Grad-CAM++ [69] addresses limitations of standard Grad-CAM by providing more precise localization through enhanced weight computation. It refines the importance weight calculation to better capture pixel-wise significance:

α_{k}^{c} = \sum_{i} \sum_{j} w_{i, j}^{k, c} \cdot ReLU (\frac{\partial y^{c}}{\partial A_{i, j}^{k}})

(12)

w_{i, j}^{k, c} = \frac{\frac{\partial^{2} y^{c}}{\partial {(A_{i, j}^{k})}^{2}}}{2 \cdot \frac{\partial^{2} y^{c}}{\partial {(A_{i, j}^{k})}^{2}} + \sum_{a, b} A_{a, b}^{k} \cdot \frac{\partial^{3} y^{c}}{\partial {(A_{a, b}^{k})}^{3}}}

(13)

In Formula (13), the pixel-wise weight

w_{i, j}^{k, c}

at spatial position

(i, j)

in feature map k for class c is computed as a normalized ratio. The numerator computes the second-order derivative

\frac{\partial^{2} y^{c}}{\partial {(A_{i, j}^{k})}^{2}}

, which measures how sensitively the class prediction score

y^{c}

changes with respect to the pixel activation

A_{i, j}^{k}

. This captures the local curvature of the prediction function at that specific pixel location. While the denominator normalizes the numerator to ensure bounded weights. This ensures that pixels exhibiting both strong gradients and consistent influence across the entire feature map receive appropriately higher weights.

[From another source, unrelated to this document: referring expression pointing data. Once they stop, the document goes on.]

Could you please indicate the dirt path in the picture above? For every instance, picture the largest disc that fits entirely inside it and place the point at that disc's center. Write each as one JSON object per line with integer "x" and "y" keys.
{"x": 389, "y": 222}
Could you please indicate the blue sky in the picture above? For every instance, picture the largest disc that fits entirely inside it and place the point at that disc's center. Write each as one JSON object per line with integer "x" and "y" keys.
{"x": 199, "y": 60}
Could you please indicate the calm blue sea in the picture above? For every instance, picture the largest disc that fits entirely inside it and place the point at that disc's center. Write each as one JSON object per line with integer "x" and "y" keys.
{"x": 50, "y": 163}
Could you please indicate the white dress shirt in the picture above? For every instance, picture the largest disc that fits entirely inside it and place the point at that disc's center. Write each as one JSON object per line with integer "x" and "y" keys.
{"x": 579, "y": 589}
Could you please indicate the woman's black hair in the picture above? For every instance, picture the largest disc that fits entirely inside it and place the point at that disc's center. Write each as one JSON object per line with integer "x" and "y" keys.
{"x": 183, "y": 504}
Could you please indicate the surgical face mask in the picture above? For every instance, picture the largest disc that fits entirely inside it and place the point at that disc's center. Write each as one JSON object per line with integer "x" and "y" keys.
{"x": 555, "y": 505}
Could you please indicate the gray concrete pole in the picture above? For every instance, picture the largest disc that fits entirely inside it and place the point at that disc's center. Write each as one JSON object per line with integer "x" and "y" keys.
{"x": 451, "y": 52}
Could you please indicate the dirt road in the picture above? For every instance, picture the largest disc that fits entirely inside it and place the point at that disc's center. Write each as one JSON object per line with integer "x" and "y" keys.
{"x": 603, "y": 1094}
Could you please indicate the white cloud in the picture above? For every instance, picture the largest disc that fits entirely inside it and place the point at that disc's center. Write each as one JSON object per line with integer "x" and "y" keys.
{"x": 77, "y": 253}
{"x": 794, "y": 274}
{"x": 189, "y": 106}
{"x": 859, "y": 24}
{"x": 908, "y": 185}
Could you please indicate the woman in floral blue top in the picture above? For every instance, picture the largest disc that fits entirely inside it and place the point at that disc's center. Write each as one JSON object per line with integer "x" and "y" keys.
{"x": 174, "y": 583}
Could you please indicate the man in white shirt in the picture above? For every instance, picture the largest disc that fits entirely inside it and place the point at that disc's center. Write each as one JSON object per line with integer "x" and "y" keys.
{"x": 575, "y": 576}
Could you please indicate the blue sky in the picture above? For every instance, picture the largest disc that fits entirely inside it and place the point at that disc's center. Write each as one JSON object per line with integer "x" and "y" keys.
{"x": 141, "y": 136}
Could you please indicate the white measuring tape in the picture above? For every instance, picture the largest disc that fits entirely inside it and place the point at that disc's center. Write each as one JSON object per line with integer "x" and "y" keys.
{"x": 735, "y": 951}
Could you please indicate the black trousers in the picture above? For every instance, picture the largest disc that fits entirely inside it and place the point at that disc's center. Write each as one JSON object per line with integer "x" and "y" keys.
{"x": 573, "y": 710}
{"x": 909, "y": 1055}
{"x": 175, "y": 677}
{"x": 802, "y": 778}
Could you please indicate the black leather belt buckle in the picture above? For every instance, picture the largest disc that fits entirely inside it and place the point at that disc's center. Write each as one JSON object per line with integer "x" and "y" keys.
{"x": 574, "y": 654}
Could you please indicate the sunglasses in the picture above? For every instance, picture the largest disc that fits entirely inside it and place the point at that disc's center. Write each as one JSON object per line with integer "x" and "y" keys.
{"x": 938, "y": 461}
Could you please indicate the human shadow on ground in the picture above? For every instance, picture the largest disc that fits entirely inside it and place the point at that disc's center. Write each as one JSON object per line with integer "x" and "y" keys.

We utilize cosine similarity to determine the ten most similar representations for each class, resulting in a total of 100 samples, with ten samples per class. Following this, we employ the two attention map techniques, Grad-CAM and Grad-CAM++. The outcomes, as presented in Figure 15, demonstrate the application of these methods to a single MalVis image belonging to a specific class. The following section provides a comprehensive analysis and identification of key observations derived from this experiment.

6.3. Key Findings from Visualization Analysis

The application of both Grad-CAM and Grad-CAM++ visualization techniques, as illustrated in Figure 15, provided critical insights into the model’s decision-making process. Both methods revealed that the CNN consistently focused on semantically meaningful regions within MalVis images, with Grad-CAM++ demonstrating more refined attention patterns. Notably, the model concentrated on areas identified by our entropy and N-gram encoders, confirming that the CNN relied on these introduced feature patterns rather than random noise or artifacts to accurately classify samples.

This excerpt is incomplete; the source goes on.